Si en política internacional existiera una playlist de éxitos repetidos, la actual disputa comercial entre Estados Unidos y Canadá bien podría titularse “Aranceles, round 2”. Donald Trump, fiel a su estilo combativo, anunció el viernes pasado —vía Truth Social— la suspensión inmediata de las negociaciones comerciales con Ottawa, en respuesta al nuevo impuesto digital canadiense que grava a gigantes tecnológicos como Google, Meta, Amazon y Apple.
La medida canadiense, que entrará en vigor este 30 de junio y se aplicará retroactivamente desde 2022, establece una tasa del 3% a los ingresos generados por servicios digitales en Canadá para empresas que superen los 1,100 millones de dólares canadienses en ingresos globales y 20 millones en Canadá. El ministro de Finanzas François-Philippe Champagne justificó el gravamen como parte de la política fiscal nacional y de las conversaciones con Washington, apuntando a una recaudación proyectada de más de 4,200 millones de dólares en cinco años.
La reacción del presidente estadounidense fue inmediata y virulenta. Trump calificó el impuesto como un “ataque directo y flagrante” contra EEUU y anunció que, además de romper relaciones comerciales con Canadá, impondrá nuevos aranceles cuyo detalle será comunicado en los próximos días. Entre líneas, no solo se percibe una preocupación por la carga fiscal a las tecnológicas —históricamente protegidas por su administración—, sino también un mensaje político de fuerza hacia sus votantes y socios del G7.
El trasfondo no es menor. Trump acusó a Canadá de replicar políticas de la Unión Europea, con quien también mantiene fricciones fiscales, y revivió viejas quejas: mencionó los aranceles de hasta 400% que Canadá impone a productos lácteos estadounidenses, y los anteriores conflictos por acero, aluminio y automóviles. Vale recordar que durante su primer mandato ya había impuesto gravámenes del 25% a varios productos canadienses, muchos de los cuales aún están vigentes si no cumplen con los requisitos del T-MEC.
A pesar del tono unilateral y final de Trump, el primer ministro canadiense Mark Carney se ha mostrado más conciliador. Declaró a la cadena CBC que su gobierno continuará con las “complejas negociaciones” por el bien de los canadienses, aunque no ha sostenido comunicación directa con el presidente estadounidense desde el anuncio.
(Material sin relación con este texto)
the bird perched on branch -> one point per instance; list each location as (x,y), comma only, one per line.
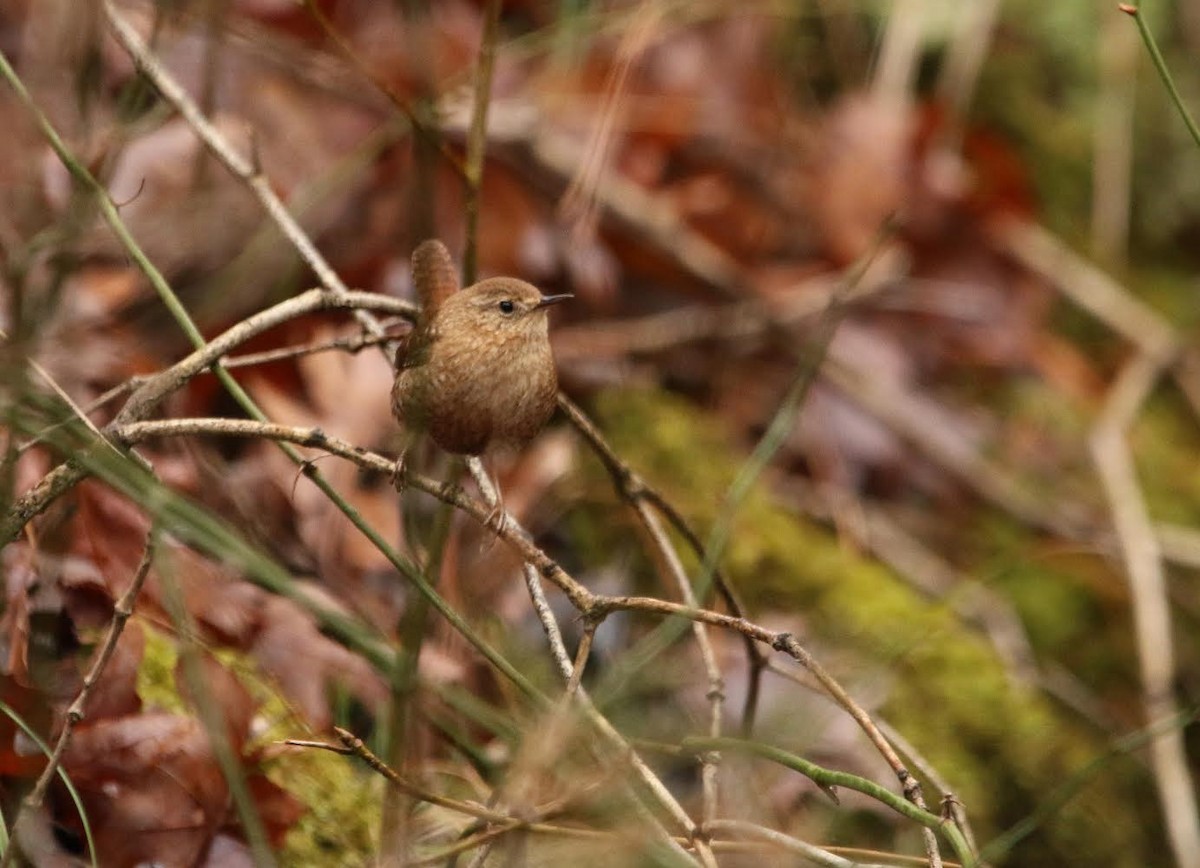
(477,370)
La tensión añade un nuevo obstáculo al ya frágil equilibrio del comercio en América del Norte. Si bien el T-MEC sigue vigente, la incertidumbre sobre posibles represalias cruzadas genera inquietud en los mercados. Tras el anuncio, el dólar estadounidense se apreció 0.7% frente al canadiense, mientras que el índice Nasdaq, especialmente sensible a temas tecnológicos, cerró a la baja, al igual que el S&P 500, que revirtió su tendencia alcista.
En este contexto, el secretario del Tesoro, Scott Bessent, reconoció que Estados Unidos no cerrará todos sus acuerdos comerciales antes del 9 de julio, fecha límite para la entrada en vigor de muchos de los nuevos aranceles impulsados por Trump. Aunque se han alcanzado compromisos con Reino Unido y China, Canadá quedó fuera de esa lista.
Este nuevo episodio refuerza una constante en la agenda de Trump: utilizar el comercio como arma geopolítica. Pero también plantea una pregunta clave para la región: ¿cuánto margen queda para la cooperación económica si la diplomacia se gestiona a golpe de post en redes sociales? Mientras Washington afina su próximo movimiento y Ottawa evalúa su respuesta, el futuro del comercio bilateral parece más sujeto al humor del algoritmo que a los tratados firmados.